## Code skeleton example for PriorLabs Fine-Tuning Program

In [1]:
from __future__ import annotations

from abc import ABC, abstractmethod
from typing import Callable, Dict, List, Tuple
import warnings

import numpy as np
import xgboost as xgb

In [2]:
from src.utils import  benchmark_datasets

#### 🧪  Minimal Example Implementation (synthetic data)

In [None]:
# Implement your own
from src.data_processing.custom_datamodule import ExampleDataModule

#### 🚀  Quick sanity check: classification

In [4]:
dm = ExampleDataModule()
X_train_list, y_train_list = dm.test_datasets()

model = xgb.XGBClassifier(
    eval_metric="logloss", random_state=42, n_estimators=200,
)

scores = benchmark_datasets(model, X_train_list, y_train_list)
print("Mean scores across synthetic datasets:")
for name, val in scores.items():
    print(f"  {name:8s}: {val:.4f}")

Datasets:   0%|          | 0/3 [00:00<?, ?it/s]

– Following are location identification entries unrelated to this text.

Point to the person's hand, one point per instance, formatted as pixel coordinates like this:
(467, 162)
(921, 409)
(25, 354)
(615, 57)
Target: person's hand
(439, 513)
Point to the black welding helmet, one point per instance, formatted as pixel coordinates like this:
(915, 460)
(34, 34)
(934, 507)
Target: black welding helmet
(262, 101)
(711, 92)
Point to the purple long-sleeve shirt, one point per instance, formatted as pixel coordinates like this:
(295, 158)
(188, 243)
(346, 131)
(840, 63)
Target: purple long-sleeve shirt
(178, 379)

Datasets: 100%|██████████| 3/3 [00:02<00:00,  1.47it/s]

Mean scores across synthetic datasets:
  MetricType.ACCURACY: 0.8397
  MetricType.ROC_AUC: 0.9262
  MetricType.F1: 0.8396
  MetricType.LOG_LOSS: 0.4956





#### 🚀  Quick sanity check: regression

In [5]:
dm = ExampleDataModule()
X_train_list, y_train_list = dm.test_datasets()

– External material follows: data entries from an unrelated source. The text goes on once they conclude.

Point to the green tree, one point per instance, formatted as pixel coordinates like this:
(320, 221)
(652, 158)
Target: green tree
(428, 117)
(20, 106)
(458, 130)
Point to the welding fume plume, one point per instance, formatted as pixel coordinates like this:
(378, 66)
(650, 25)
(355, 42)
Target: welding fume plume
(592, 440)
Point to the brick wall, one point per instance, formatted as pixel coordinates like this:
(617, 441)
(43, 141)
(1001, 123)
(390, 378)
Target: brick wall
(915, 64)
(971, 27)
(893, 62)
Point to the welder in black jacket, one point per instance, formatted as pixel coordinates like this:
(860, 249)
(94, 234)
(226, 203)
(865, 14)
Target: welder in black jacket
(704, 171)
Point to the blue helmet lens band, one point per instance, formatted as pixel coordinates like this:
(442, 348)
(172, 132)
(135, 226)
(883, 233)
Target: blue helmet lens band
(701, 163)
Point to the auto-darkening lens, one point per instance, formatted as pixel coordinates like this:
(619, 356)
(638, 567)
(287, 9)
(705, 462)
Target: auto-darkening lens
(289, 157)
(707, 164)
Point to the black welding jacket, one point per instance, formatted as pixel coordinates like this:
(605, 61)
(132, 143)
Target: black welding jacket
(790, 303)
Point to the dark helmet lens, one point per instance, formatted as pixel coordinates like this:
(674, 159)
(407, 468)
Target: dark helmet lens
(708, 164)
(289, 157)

model = xgb.XGBRFRegressor(
    eval_metric="logloss", random_state=42, n_estimators=200,
)

scores = benchmark_datasets(model, X_train_list, y_train_list)
print("Mean scores across synthetic datasets:")
for name, val in scores.items():
    print(f"  {name:8s}: {val:.4f}")

Datasets:  67%|██████▋   | 2/3 [00:01<00:00,  1.12it/s]

Datasets: 100%|██████████| 3/3 [00:02<00:00,  1.14it/s]

Mean scores across synthetic datasets:
  MetricType.RMSE: 0.3216
  MetricType.MSE: 0.1034
  MetricType.MAE: 0.2088